Kiefers Wunsch: Pakete an der Tür entgegennehmen
Deshalb würde er sich über mehr Rücksicht von Kunden und vor allem Straßenteilnehmern freuen. Oft versuche er vom Straßenrand in den Verkehr einzubiegen, doch keiner lasse ihn rein. Kunden seien dann ungehalten, weil das bestellte Paket nicht im angezeigten Zeitrahmen angekommen ist.
Dabei sei es recht einfach Postboten wie Harry Kiefer zu unterstützen. „Es wäre schon nett, wenn Menschen aus dem fünften Stock runter kommen und ihre Sendung entgegennehmen würden“, sagt der 59-Jährige.

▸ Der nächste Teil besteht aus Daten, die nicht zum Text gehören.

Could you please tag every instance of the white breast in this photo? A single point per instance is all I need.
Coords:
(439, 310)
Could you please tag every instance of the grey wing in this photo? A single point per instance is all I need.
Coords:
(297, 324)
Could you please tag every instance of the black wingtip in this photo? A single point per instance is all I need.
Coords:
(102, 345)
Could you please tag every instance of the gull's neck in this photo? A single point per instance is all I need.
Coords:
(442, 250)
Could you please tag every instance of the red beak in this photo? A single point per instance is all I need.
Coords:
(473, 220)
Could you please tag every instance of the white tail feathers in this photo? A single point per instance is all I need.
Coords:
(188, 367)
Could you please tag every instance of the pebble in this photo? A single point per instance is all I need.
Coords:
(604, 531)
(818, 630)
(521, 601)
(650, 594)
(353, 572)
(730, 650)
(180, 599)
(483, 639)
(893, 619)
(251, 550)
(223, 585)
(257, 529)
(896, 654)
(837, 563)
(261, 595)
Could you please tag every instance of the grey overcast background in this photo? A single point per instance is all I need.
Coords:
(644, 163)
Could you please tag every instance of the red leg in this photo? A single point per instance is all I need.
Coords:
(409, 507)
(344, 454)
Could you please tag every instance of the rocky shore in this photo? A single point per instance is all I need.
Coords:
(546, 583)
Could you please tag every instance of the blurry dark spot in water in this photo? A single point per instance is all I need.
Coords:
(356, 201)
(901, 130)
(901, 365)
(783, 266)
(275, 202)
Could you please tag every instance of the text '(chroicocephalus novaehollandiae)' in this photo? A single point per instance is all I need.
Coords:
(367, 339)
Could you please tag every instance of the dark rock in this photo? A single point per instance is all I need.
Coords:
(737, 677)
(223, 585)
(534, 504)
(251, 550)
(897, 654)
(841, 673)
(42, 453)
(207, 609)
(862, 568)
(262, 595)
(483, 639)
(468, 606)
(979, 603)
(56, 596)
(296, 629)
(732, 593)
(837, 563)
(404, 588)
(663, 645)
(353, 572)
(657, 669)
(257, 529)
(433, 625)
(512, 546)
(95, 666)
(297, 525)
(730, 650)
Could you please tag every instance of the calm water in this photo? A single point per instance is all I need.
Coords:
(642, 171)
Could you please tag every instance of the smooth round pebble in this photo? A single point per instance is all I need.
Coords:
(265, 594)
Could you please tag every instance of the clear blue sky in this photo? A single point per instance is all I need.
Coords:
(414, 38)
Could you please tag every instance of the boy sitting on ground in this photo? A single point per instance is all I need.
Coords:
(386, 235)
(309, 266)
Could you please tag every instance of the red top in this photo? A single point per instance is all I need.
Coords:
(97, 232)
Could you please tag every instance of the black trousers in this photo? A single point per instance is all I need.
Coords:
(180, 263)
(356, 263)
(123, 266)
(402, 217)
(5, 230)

Eine Frau, die er beliefere, erzählt er, freue sich regelrecht, wenn sie die Post an der Tür abholen könne. Sie habe erzählt, sie sei im Home-Office und freue sich, wenn sie endlich mal einen Grund habe, um an die Tür zu gehen. So hätten beide etwas davon.
Trotz vieler Kontakte keine Angst vor Corona
Angst vor einer Ansteckung mit dem Corona-Virus hat Kiefer nicht. Und das, obwohl er am Tag mit vielen verschiedenen Menschen in Kontakt kommt. Und er auch manchmal Kunden ermahnen müsse, dass sie den erforderlichen Mindestabstand einhalten sollen.
Bisher seien er und seine Kollegen aber glücklicherweise weitestgehend von einer Infektion mit dem Virus verschont geblieben. „Das liegt bestimmt an unserem guten Immunsystem, weil wir bei Wind und Wetter draußen sind“, mutmaßt er. Dann steigt er wieder in sein gelbes Postauto, um die nächste Sendung bei seinem Empfänger abzuliefern.